On what metric? By GDP PPP, they've already passed us:
[https://en.wikipedia.org/wiki/List_of_countries_by_GDP_(PPP)](https://en.wikipedia.org/wiki/List_of_countries_by_GDP_\(PPP\))

They are a much larger country. At about 15k gdp per capita, they'll match our
gdp... and that's just a solid middle-income country... not exceptional. As
they start to exceed that, certainly that economic power will start to show
itself globally.

For comparison, Taiwan and South Korea are at ~$30k.
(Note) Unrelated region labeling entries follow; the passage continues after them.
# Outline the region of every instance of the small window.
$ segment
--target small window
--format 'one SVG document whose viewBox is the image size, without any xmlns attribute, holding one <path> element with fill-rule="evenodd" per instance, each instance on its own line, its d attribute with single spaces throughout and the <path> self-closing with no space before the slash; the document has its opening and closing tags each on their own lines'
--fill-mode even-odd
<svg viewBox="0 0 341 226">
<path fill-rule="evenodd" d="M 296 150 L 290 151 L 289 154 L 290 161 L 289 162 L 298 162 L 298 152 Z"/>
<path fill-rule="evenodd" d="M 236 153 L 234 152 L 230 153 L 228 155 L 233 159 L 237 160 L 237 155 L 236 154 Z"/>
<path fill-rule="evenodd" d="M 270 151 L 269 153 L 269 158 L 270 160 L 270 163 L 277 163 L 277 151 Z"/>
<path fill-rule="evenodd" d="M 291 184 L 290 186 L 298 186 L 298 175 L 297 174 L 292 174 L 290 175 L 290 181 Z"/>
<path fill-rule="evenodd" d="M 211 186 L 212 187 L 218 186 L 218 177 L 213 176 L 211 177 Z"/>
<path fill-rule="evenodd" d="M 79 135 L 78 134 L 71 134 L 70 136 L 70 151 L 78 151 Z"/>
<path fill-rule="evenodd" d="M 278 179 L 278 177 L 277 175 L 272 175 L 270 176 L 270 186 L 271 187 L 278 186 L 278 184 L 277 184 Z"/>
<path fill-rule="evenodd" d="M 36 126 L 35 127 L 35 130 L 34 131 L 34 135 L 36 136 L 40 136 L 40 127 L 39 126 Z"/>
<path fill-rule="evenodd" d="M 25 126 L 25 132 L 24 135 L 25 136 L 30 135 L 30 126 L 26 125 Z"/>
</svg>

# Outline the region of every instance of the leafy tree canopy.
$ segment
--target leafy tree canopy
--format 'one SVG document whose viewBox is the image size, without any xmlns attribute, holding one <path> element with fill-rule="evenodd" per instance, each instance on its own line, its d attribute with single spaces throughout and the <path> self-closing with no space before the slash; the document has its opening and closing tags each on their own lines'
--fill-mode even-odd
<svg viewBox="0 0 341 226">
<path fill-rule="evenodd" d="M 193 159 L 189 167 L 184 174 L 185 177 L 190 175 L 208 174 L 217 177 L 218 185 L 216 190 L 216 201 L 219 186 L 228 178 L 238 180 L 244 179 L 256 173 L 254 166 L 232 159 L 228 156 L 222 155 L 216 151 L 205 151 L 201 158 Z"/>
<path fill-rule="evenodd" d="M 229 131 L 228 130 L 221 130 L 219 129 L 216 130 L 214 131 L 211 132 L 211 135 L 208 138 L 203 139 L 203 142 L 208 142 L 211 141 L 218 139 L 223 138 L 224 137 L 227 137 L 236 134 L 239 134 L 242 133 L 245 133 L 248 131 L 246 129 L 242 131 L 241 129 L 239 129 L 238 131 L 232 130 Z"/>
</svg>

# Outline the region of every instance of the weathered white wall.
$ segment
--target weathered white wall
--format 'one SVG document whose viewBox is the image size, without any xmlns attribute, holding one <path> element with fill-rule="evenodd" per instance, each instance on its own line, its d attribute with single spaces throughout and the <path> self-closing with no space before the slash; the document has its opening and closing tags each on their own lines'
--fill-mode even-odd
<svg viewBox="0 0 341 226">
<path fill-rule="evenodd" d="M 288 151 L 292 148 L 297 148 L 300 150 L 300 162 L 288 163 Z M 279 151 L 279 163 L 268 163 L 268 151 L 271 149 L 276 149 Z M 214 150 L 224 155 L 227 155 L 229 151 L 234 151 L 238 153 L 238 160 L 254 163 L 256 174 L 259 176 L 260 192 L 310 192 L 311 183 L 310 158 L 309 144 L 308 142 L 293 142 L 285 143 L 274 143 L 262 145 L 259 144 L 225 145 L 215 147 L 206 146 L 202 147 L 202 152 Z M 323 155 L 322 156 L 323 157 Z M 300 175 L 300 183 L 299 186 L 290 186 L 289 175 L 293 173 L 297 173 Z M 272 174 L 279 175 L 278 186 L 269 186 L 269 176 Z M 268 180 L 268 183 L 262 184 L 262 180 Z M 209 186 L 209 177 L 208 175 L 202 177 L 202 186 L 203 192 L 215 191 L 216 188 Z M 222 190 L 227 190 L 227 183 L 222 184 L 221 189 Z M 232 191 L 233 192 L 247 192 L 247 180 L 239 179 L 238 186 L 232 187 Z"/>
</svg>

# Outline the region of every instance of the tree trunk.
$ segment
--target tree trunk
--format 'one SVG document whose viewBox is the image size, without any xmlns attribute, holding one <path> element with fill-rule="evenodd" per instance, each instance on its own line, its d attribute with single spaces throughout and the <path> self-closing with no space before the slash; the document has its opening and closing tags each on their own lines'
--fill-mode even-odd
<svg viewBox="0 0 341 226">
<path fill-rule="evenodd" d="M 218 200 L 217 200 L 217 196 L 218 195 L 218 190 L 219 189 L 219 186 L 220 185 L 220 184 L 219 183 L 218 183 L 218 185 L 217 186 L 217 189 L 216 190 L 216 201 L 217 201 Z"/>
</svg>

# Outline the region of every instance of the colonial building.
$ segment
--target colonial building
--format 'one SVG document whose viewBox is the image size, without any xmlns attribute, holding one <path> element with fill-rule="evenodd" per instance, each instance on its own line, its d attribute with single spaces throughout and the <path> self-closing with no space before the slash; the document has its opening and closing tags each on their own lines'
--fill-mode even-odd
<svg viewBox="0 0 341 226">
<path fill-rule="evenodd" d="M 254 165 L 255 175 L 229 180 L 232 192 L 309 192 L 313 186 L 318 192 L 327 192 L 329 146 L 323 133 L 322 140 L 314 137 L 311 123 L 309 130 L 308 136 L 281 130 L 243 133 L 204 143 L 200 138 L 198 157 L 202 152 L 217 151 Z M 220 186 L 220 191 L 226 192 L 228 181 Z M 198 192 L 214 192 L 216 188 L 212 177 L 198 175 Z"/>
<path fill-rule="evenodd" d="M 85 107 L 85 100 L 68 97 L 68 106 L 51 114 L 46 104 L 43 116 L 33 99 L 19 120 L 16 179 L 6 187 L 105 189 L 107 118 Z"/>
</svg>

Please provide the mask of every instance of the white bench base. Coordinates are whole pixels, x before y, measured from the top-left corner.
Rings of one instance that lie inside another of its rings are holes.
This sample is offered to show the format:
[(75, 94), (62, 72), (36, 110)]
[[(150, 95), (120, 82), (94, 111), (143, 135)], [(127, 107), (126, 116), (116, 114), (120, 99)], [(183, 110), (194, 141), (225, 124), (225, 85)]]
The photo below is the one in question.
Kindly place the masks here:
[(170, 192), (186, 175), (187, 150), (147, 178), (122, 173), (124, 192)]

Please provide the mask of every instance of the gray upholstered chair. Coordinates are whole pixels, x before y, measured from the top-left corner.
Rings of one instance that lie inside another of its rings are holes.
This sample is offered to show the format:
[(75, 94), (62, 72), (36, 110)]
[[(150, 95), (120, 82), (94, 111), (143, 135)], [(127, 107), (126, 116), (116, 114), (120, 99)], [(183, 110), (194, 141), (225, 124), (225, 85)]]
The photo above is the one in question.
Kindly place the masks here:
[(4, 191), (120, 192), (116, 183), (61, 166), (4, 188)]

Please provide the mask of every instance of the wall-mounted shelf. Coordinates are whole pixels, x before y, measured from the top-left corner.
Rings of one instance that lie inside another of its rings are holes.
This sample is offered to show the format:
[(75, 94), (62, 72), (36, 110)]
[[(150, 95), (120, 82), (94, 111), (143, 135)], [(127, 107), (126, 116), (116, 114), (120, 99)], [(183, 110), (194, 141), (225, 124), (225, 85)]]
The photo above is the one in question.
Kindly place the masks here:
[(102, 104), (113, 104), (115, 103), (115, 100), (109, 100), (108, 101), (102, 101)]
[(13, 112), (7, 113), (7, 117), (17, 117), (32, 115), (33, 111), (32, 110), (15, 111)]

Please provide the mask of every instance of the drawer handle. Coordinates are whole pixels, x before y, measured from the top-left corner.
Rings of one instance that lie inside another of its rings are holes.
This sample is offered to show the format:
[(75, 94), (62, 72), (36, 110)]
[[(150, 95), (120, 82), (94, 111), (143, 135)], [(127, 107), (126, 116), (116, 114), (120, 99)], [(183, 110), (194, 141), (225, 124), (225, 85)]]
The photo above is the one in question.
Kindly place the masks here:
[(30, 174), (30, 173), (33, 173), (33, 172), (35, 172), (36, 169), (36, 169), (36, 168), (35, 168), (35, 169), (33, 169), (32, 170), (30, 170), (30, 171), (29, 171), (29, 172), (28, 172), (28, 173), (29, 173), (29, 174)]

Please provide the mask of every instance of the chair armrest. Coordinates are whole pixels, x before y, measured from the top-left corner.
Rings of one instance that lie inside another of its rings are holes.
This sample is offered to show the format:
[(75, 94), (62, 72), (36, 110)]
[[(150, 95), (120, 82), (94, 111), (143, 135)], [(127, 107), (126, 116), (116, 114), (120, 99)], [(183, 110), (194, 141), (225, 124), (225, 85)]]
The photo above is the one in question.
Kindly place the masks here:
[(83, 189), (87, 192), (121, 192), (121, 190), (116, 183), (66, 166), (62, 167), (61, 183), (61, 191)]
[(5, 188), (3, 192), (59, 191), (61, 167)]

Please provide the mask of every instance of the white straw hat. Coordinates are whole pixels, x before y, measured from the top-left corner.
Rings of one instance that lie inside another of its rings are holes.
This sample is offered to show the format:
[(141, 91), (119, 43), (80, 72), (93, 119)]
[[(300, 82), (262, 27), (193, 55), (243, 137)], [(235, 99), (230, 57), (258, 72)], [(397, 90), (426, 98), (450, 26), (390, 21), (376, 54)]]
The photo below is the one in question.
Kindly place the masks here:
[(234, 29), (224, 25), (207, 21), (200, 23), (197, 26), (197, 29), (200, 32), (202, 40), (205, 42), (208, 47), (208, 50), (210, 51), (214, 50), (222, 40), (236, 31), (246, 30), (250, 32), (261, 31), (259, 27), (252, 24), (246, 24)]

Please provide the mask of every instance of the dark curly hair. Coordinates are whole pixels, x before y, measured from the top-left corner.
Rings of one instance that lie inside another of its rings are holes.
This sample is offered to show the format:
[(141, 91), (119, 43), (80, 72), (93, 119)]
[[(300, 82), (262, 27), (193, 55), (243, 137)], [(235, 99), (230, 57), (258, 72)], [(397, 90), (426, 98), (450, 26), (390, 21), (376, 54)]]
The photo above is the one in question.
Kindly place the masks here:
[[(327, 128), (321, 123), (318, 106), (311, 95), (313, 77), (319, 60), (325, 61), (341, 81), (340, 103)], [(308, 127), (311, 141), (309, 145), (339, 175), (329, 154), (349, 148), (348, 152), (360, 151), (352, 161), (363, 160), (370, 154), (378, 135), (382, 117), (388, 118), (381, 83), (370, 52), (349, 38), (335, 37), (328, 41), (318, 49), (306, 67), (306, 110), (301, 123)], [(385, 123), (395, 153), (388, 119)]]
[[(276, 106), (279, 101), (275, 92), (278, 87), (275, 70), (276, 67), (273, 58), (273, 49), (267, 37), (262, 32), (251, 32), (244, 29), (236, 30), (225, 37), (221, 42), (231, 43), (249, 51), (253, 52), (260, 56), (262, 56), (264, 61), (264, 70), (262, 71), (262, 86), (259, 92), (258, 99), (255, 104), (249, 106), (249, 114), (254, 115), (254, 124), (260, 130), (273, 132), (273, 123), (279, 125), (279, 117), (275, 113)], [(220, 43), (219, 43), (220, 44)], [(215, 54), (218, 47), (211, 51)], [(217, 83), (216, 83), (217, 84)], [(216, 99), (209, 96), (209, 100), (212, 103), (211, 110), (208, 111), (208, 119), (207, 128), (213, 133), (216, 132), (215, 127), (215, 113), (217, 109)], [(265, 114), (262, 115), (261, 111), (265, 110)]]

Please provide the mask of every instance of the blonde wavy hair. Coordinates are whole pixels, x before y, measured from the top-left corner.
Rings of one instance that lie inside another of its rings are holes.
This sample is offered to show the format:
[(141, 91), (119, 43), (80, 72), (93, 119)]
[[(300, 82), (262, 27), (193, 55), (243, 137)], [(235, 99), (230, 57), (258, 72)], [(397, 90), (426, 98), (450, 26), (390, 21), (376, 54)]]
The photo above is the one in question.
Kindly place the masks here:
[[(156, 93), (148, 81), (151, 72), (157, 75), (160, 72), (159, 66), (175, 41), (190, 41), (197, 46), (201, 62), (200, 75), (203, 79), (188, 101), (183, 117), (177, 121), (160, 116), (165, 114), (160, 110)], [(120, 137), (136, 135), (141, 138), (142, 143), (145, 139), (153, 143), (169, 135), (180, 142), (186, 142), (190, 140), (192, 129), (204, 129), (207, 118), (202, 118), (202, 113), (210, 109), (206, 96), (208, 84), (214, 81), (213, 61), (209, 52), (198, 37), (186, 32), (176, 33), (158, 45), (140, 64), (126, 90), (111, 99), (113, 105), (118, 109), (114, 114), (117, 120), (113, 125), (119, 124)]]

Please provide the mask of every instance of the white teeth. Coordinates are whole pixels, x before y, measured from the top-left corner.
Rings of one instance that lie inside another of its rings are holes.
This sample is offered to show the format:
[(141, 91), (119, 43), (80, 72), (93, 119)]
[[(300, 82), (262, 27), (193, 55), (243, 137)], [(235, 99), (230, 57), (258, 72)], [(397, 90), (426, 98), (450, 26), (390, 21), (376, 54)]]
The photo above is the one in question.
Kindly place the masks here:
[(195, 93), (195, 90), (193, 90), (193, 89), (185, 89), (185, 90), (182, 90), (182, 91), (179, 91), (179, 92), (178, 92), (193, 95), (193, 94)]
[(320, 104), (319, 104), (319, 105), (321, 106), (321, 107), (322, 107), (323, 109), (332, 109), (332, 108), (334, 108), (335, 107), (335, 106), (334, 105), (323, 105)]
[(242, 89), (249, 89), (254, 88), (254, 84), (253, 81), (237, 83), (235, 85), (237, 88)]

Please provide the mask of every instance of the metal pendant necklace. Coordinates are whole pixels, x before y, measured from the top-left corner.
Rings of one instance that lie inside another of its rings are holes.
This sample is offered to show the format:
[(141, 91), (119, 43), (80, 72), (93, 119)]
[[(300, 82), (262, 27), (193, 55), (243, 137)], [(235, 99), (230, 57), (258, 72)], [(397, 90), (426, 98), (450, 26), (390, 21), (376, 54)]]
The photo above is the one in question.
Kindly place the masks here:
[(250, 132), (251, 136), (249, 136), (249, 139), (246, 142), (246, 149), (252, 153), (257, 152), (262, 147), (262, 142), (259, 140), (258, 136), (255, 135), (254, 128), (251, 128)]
That would result in a
gdp 2x as large as the US (about 40T).

------
User23
China is in an extremely weak economic position. Their economy is large, but
fragile and extremely vulnerable to external disruption. If you doubt me,
realize that Chinese leadership also realizes this, which is why they created
the One Belt One Road initiative to shore up that vulnerability.

------
raws
That was a great piece, very insightful and enlightening!

------
phobosdeimos
We are running into a problem here: how do you kill a parasite without killing
the host? The US is not an export economy, it produces very little tangible
goods. Its a very insular economy that because of its superpower history has
deeply spread its cancer cells across the global economy. How do you fight it?

------
Bucephalus355
A couple of points I’d like to add to your post.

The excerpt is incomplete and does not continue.